I may just possibly have started tinkering with the first (cssgip) item, reviving some fast and simple ImageMagick code to extract a mean colour: convert XXX.jpg +dither -colors 1 -unique-colors txt:. That hex colour code can then be dropped into a style attribute eg style="background:#efefef" in the image tag.

A quick run in WebPageTest emulating a 56kbps modem connection shows that once the (Chrome in this case) browser makes space for the image, the background colour is used for undecoded areas. This will be less useful on progressive images, more useful on typical non-progressive PNGs. It is annoying that browsers will not believe supplied width/height attributes and make space ready, before attempting to load metadata from the source image. For a typical mobile device, with (often) plenty of bandwidth, but high latency, there is not much time between receiving metadata to size the image on the page, and starting to paint it. Maybe with decoding=async the gap might be more usefully filled by this background effect.

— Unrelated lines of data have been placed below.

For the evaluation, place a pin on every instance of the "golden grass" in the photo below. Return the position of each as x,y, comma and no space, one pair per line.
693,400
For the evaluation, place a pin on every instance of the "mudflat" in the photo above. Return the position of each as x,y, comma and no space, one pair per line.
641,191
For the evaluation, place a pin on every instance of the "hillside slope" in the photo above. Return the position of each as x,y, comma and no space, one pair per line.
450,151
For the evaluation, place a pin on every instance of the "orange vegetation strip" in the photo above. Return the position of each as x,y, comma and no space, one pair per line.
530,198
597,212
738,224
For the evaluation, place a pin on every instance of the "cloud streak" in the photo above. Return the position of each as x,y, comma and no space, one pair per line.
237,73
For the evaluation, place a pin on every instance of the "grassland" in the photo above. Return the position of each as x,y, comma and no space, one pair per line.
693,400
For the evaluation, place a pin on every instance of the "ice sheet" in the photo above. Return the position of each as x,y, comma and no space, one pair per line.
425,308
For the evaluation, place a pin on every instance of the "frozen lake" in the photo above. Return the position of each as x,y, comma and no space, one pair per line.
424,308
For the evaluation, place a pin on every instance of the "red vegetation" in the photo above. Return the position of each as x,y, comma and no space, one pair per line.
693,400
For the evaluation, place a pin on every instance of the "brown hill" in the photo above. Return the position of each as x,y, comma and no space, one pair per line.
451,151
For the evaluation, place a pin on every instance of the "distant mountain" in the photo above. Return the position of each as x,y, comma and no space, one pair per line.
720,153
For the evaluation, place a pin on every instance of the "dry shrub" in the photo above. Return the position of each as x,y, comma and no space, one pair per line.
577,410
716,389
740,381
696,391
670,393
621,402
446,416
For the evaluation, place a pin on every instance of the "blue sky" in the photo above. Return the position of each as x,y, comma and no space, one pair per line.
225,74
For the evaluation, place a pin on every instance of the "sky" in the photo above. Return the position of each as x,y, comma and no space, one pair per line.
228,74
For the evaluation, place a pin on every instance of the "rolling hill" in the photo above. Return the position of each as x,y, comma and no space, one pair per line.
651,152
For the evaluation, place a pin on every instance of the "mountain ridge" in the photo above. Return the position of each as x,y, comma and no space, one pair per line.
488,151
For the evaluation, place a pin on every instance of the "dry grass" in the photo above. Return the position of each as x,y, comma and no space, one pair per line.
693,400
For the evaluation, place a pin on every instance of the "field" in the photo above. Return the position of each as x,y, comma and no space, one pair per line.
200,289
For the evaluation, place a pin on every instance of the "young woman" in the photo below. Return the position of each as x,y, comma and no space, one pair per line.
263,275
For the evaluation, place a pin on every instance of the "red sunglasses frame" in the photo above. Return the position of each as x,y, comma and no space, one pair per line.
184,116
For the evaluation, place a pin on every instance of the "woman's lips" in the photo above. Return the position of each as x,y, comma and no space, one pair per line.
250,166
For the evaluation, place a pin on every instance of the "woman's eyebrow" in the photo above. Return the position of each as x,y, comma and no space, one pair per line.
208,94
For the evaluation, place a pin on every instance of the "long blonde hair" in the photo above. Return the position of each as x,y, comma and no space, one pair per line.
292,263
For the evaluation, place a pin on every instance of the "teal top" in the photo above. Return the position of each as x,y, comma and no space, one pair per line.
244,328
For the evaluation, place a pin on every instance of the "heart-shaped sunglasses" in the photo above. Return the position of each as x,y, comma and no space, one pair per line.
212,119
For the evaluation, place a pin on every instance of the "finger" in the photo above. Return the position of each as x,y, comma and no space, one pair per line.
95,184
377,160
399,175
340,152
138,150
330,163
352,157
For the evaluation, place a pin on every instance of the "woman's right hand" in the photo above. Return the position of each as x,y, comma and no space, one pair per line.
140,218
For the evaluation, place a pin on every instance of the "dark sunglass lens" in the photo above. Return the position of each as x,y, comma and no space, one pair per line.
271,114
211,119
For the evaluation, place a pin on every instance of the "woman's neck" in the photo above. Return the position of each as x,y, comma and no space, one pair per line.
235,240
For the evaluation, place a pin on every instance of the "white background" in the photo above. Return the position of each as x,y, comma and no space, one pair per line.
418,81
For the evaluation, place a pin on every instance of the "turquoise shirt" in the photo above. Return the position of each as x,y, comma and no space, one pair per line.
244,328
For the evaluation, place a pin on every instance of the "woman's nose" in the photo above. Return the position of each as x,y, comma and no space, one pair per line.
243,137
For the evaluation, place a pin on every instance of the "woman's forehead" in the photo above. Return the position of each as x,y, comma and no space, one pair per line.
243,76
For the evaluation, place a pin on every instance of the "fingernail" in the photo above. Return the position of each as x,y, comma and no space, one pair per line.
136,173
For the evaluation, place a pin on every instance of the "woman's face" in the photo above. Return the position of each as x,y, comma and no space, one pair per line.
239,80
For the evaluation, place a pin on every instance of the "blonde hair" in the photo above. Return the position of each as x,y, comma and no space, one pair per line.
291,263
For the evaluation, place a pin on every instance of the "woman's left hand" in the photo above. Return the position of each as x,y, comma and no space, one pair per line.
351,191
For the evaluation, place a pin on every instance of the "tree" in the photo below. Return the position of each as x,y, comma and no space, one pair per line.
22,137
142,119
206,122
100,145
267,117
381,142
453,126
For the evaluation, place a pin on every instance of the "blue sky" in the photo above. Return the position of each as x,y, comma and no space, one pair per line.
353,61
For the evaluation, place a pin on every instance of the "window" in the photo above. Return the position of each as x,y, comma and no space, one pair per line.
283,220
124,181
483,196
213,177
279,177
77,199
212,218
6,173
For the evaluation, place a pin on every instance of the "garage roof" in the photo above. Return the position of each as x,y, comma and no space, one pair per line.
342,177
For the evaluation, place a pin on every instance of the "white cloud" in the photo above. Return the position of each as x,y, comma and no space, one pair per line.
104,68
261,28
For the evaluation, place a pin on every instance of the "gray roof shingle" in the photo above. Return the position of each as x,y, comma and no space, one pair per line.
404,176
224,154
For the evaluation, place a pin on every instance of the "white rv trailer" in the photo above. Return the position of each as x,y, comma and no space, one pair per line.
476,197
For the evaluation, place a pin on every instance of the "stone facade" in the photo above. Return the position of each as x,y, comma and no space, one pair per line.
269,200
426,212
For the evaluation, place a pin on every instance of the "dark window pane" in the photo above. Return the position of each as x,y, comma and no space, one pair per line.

Work Storage: Make Files while the Sun Shines...

(See next work storage note.)

Parts of the site such as live stats graphs are (re)built more often when there is more energy available in the off-grid system, eg when the sun is shining brightly and the batteries are full. On the grid this would be known as "Demand Control" or "Dynamic Demand Management (DDM)", or "Dynamic Demand". This simply reduces the frequency with which some work is done when energy is scarce. Work avoided in this case may never (need) to be done at all.

Now I've added to that by relaxing the strictness with which some pages are rebuilt unless energy is abundant. Thus I store up work when energy is scarce, which is an alternative to storing the energy to build those pages. This may also mean that some intermediate builds are never done and that energy is permanently 'saved' rather than just having its use postponed. I have done this for the Gallery for many years.

There is going to need to be a lot more of this, woven into the fabric of the Web, as routine.